En su casilla azotada por latigazos de lluvia, el jefe de cierre del periódico local, esperaba impaciente que el teléfono sonara con las últimas cifras de muertos para cerrar y sacar la edición a la calle. Pero todavía no habían llegado a los cien cadáveres, y eso que el tifus exantemático estaba haciendo de las suyas. Pero se rumoreaba, y ahí radicaba la esperanza de un titular escandalosamente jugoso y se rumoreaba que la fiebre amarilla y quizá hasta la peste ayudarían a engordar las cifras.

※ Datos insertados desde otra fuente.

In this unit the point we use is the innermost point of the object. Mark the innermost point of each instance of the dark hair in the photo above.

Desde el balcón que daba a la avenida embarrada de agua casi negra y que iba subiendo con la paciencia que tienen las catástrofes, se veía un portal donde se habían refugiado unos repartidores de biblias, que en nombre de dios aguantaban los embates del temporal bajo un cártel que preguntaba: “¿Es la vida obra de un creador?”.
En el burdel de la capital, Madame Paquita, sabía que lo mismo que habían subido, las aguas bajarían y que el tráfago de su hacienda se restablecería en cuanto dejasen de caer aquellas lluvias. Entonces reaparecería el primero el Gobernador, acompañado de su corte, los comerciantes más en vista y todos los visitantes eventuales atraídos hasta aquella ciudad por las excelencias de la casa, cantadas por todos los nacionales y extranjeros que hacían escala en ella.
Madame Paquita reconocía con sus amigas, la esposa del Gobernador y todas las esposas de los funcionarios de cierto rango, que eran caros pero todo el mundo reconocía que no había servicio que pudiese comparárseles salvo quizá en París y en Buenos Aires.
Madame Paquita, nacida en un pueblo del sur de España hacía 29 años, era reconocida por todos como una francesa de vocación, que para eso había hecho sus clases desde los quince años en las mejores mancebías de París. Ella hubiese querido seguir ejerciendo en lo que llamaba con su dulce acento andaluz los burdeles de la luz, pero hubo un desgraciado affaire con un Prefecto francés, cuyo hijo había muerto en su lecho cuando se había ganado en pública subasta su virginidad. Los médicos dijeron que el cachorro no había estado a la altura de su padre y que durante esa noche de desvirgue pagado por el papá con muchos luises de oro, su virilidad había sido incapaz de penetrar a Paquita, que solo tenía dieciséis años. Cuando él se percató de que era incapaz de cumplir la misión para la que su padre le había elegido, echó mano del revólver que siempre llevaba encima y se descerrajó un tiro.
Paquita estaba encantada. Su reputación creció y llegaron a ofrecer verdaderas fortunas visitantes de Londres, Moscú y Birmingham, pero ella se mantuvo virgen hasta que le dio la gana. Y cuando decidió perder la virginidad, acababa de cumplir diecisiete años. Eligió ella misma a un príncipe de Bohemia que le ofreció un rio de oro y se dejó penetrar hasta que las sábanas quedaron manchadas de sangre.
Aquella anécdota hacía que a los 29 años que ahora tenía siguiese siendo la más demandada de sus muchachas. Pero ella ya no cedía más que a caprichos, que sin embargo los elegidos pagaban igualmente muy caros.
El viernes de la cuarta semana de lluvias, el cielo se abrió de pronto, el sol lució y el agua fue retirándose de las calles de la capital.